Every chapter leads with real-world motivation, builds intuition before equations, provides full mathematical derivations, and includes complete runnable code. Interactive MicroSims let you explore concepts directly in your browser.

Who This Is For

  • Graduate and advanced undergraduate students in machine learning, data mining, or network science
  • Practitioners applying graph learning to recommender systems, knowledge graphs, drug discovery, or fraud detection
  • Researchers who want a thorough reference covering both classical and frontier methods

Prior exposure to linear algebra, probability, and basic neural networks is assumed — if you need to build that foundation first, the Machine Learning Textbook covers it in full. Graph theory and PyTorch prerequisites are covered in Chapter 0.

What's Inside

27 chapters across 6 parts From prerequisites through graph foundation models
282 concepts in a dependency graph Always introduced in the right order
Interactive MicroSims p5.js simulations embedded in every chapter
Full derivations No "it can be shown that…" shortcuts
12 exercises per chapter Spanning all six levels of Bloom's taxonomy
2024–2025 benchmarks OGB results with current state-of-the-art citations

How to Navigate

Use the sidebar to move through Chapters sequentially, or jump directly to any topic.
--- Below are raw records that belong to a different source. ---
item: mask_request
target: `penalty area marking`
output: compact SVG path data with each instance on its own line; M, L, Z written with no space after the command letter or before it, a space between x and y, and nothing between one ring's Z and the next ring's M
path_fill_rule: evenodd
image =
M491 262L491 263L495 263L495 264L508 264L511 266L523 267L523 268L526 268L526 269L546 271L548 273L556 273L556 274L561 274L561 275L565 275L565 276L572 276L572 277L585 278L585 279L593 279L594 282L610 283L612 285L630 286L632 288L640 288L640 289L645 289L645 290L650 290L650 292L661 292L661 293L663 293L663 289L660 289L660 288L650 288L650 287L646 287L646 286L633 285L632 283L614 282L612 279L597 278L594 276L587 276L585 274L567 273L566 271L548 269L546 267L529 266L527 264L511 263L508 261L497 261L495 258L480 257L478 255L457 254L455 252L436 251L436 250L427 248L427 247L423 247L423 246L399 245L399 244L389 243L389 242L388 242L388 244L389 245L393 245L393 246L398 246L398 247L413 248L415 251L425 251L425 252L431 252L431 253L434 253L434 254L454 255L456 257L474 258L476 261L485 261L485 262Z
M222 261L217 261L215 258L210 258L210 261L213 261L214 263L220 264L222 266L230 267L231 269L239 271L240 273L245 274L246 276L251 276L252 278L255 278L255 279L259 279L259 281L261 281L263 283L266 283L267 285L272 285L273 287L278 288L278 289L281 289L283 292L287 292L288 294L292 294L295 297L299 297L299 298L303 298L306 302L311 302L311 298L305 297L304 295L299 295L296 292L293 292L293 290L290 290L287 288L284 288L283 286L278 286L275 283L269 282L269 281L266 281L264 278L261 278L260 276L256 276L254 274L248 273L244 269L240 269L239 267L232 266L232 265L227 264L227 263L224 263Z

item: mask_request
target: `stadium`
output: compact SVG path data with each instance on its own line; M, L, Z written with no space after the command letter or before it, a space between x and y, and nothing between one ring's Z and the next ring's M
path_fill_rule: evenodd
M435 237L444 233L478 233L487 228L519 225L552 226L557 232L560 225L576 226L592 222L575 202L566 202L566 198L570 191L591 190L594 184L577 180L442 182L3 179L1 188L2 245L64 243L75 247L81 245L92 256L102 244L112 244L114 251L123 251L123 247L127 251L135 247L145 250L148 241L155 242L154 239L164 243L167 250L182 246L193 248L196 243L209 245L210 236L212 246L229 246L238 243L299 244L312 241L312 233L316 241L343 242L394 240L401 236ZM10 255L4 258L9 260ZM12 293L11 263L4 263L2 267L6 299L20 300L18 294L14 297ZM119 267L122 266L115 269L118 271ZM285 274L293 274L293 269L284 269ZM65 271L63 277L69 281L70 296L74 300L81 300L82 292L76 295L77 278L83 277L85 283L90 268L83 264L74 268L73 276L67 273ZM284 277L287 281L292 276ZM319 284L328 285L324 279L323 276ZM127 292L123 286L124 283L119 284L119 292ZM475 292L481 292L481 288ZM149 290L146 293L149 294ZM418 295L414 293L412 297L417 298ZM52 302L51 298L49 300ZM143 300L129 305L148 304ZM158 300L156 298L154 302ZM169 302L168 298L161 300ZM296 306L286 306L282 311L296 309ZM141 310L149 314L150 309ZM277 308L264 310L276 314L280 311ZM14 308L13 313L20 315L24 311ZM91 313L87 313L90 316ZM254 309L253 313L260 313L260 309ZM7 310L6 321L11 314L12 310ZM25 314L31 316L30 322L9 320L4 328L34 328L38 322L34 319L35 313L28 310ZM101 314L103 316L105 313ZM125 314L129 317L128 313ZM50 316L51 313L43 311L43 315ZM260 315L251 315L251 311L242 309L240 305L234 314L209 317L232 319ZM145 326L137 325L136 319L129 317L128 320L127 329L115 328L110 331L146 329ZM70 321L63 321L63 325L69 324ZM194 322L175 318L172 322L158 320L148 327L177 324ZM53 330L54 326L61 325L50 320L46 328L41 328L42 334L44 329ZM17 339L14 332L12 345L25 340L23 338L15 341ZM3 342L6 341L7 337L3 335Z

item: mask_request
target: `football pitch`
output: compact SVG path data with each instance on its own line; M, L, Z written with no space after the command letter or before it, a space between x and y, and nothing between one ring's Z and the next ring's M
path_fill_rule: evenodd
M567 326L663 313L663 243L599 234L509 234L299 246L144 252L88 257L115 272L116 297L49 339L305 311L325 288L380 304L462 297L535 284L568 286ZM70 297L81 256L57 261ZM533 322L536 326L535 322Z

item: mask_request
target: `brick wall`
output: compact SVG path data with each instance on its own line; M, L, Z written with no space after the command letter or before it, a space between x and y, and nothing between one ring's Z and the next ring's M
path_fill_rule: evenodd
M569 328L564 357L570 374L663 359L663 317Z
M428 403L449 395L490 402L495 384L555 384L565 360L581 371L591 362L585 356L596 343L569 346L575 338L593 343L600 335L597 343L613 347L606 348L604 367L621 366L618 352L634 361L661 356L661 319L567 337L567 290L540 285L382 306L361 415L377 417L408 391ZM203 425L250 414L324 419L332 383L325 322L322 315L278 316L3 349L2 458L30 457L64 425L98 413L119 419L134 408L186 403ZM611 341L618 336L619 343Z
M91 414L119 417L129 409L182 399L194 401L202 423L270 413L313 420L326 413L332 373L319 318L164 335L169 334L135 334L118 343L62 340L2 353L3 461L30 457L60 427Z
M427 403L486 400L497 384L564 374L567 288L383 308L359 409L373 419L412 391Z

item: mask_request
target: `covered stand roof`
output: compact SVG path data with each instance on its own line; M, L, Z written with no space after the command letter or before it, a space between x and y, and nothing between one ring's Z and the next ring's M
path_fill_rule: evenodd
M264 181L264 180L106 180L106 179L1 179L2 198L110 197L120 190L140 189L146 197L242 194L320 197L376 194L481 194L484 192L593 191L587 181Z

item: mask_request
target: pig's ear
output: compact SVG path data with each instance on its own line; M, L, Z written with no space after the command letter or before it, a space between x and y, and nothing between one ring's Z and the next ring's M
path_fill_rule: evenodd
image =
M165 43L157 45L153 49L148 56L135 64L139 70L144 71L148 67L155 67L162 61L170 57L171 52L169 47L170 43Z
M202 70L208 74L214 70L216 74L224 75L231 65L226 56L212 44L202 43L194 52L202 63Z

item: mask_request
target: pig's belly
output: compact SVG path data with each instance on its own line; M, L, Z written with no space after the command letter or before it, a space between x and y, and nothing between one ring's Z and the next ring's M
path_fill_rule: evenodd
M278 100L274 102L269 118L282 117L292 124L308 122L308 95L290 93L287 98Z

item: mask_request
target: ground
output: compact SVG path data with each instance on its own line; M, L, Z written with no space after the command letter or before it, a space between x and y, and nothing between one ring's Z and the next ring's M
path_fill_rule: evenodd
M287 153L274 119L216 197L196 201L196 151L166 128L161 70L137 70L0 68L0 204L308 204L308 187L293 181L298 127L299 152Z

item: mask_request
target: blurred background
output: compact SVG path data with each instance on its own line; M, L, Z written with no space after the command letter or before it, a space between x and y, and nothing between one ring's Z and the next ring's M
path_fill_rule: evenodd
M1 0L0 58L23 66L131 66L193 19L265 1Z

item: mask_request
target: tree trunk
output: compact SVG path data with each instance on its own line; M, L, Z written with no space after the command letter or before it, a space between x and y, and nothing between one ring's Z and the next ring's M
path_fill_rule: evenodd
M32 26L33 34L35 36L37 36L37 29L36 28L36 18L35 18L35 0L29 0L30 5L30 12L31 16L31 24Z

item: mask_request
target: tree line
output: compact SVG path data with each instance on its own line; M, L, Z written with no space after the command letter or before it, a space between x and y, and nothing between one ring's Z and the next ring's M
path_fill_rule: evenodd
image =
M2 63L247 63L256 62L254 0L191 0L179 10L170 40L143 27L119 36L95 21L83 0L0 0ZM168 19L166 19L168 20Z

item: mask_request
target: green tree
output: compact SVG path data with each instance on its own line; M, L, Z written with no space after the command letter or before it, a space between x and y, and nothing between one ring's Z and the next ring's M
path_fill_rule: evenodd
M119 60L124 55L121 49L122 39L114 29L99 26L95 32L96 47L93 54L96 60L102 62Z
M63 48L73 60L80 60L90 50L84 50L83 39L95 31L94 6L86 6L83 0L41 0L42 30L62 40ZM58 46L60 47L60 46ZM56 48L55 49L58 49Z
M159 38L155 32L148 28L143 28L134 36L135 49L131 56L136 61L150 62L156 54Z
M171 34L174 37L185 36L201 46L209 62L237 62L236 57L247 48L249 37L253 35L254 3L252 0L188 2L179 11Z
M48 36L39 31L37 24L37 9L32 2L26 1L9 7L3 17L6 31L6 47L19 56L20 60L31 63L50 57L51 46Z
The Learning Graph shows how all 282 concepts relate to each other — useful for identifying prerequisites or planning a non-linear reading path. MicroSims can be used standalone or embedded in external course pages.

Getting Started

Begin with Chapter 0: Prerequisites if you need to refresh graph theory, linear algebra, and PyTorch basics. Otherwise, jump to Chapter 1: Introduction to Graphs to start from the foundations of graph-structured data.

Welcome from Sage

Sage waving welcome Welcome, graph explorer! I'm Sage — a graph node who learns by aggregating wisdom from my neighbors, just like the models we'll study together. Let's aggregate some knowledge!